I thought it was time I dedicated a post to my transformation. I know you all read my blog title and question how it all came about. WELL, I haven’t always been fit. I haven’t always eaten whole clean foods or been active. I think it’s fair to say in my poor earlier 20’s I lived off of gas station food.
I grew up heavy. My family revolved a fun filled life around food, alcohol, happy hours and each other. I’ve gone up and down with weight because I could never stick to anything. I also had FOMO (fear of missing out), so the gym always took the back burner. Eventually I was fed up, tired of being lazy and feeling like crap. I knew what had to be done. I started separating myself from social activities and working on my health instead. It took me 3 years alone to change my taste buds, to be consistent and begin to crave healthy foods when I was hungry. When friends asked me to go out and I would decline, I remember saying to myself, “Why go out? So I can gain more weight just for everyone else to have fun at my expense?”

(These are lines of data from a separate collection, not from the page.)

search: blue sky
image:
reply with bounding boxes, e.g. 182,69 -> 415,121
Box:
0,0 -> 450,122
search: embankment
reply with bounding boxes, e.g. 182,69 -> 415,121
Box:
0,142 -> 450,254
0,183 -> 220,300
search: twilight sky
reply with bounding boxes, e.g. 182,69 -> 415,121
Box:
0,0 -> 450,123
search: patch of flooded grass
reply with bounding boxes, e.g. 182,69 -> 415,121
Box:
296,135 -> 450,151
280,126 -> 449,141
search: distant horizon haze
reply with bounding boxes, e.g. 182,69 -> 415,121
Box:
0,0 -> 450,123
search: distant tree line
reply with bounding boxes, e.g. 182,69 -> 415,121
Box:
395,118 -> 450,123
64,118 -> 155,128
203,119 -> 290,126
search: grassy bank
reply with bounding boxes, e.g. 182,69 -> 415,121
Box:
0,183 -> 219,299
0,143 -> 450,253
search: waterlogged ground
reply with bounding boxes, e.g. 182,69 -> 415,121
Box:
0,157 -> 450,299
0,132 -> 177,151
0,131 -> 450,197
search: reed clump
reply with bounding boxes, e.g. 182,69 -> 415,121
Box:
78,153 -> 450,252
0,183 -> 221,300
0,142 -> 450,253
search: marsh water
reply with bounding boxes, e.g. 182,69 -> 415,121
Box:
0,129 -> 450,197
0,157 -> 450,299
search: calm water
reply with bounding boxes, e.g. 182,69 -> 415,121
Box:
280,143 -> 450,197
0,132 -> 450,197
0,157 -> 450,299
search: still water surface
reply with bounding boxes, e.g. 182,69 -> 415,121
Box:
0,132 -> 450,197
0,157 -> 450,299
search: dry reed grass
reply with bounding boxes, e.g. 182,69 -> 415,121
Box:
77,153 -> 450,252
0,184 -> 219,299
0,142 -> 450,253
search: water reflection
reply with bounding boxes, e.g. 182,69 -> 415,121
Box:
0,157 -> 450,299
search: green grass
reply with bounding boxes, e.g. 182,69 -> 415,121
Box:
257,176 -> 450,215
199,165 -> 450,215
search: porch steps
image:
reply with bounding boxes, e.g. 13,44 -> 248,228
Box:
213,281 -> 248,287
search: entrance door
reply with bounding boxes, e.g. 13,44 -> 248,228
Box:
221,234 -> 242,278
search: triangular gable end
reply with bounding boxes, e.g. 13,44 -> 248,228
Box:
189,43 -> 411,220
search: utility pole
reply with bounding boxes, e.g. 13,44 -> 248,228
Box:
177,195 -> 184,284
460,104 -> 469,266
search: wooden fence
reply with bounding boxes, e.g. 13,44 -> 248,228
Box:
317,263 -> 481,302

I wish I could say I’ve only had to transform once but that wouldn’t be true! The truth is, I’m human and life happens! I don’t beat myself up about it, I just make a plan, work that much harder and take it day by day. I learn something new about myself each time. I’m constantly a work in progress and I’m okay with that!
Long story short, right before the holidays over a period of three weeks, I developed a bacteria infection that ended up spreading and attacking my right implant which I’ve had almost 8 years now. It quickly put me out of work for almost two weeks with a solid schedule booked with clients. Not only was I losing money but I was losing my sanity! ((Back story, years ago I had to have 3 corrective surgeries prior to all of this. I then ditched that place and found my surgeon who I went to for a 4th corrective surgery and has taken GREAT care of me!)) I had to get fluid drained out of my right implant and put on an IV of antibiotics. The following week I was told my right implant would need to be removed. That’s right, I was functioning with only one implant the size of a D and the other a sad natural and deflated A cup. Having only one implant sucked pretty bad but what can ya do.
This happening out of the blue was at a time where I was going to the gym every day busting ass because it became part of my routine. It was my ‘normal’. I’m borderline ADD/OCD and I think it just carried over into my fitness world. I was so obsessive about my food, workouts and being on a schedule. I gave myself zero flexibility. I HAD to workout, I HAD to eat at this time. I HAD to prep my food or make sure I had something else if I was going out or to someones house. I think when I was losing weight in the beginning I had to keep myself strict to be consistent so once I was at a good spot it was hard to train any different.
I have to give Mind Pump credit for being such an amazing podcast. Since listening to Justin Andrews, Sal Di Stefano, and Adam Schafer, I have had a lot of eye opening experiences and have been able to tone myself down a bit. I’ve changed my outlook on health and fitness all together. A lot of what I have heard has made sense but I still was still the ‘except me’ listener. They would talk about people overdoing it at the gym and other eating habits but I said ‘except me’.
However, while being out and on bed rest, I’ve had an even MORE eye opening experience(yes its possible!!)from being an open minded listener! Because of no gym (which has challenged me more mentally!!) I’ve reeeeeeally had to tune in my diet. This made me realize I still do have food addictions and weakness to food but I was justifying certain things I was eating because of how active or hard I was training.
I am intuitively eating! And I finally get what that means! I’m not obsessed with having breakfast first thing in the morning and have incorporated fasting when necessary. I got a fitbit for christmas and was shocked at the little steps/activity outside of the gym I was getting. I’m now taking 30 minute walks in the morning and at night until I’m cleared to get back in the gym full force.
I’m relieved to have more of my life back. I know that sounds so cheesy but it’s true. This experience has taught me about the flexibility, balance and freedom when it comes to eating/training.
Training, something I loved so much was causing me so much stress and I didn’t even realize it. I thought I was healthy and doing things right when I was one of those healthy/unhealthy people you hear about. I was exhausting myself and I feel bad for what I put my body through! I had to have all this happen for me to realize it.
What’s really helped me get through this tough time is the personal growth opportunity I’ve been given.
Regardless of my transformations and positive outcome, the scars, healing and low activity definitely took a toll on me mentally. It was not something I was prepared for. I hope my video helps anyone going through a hard time. Just keep on pushing and you’ll find yourself on the brighter, positive side!
Thanks for all the love and support! Have you had any challenges you’d had to overcome? I’d love to hear your stories!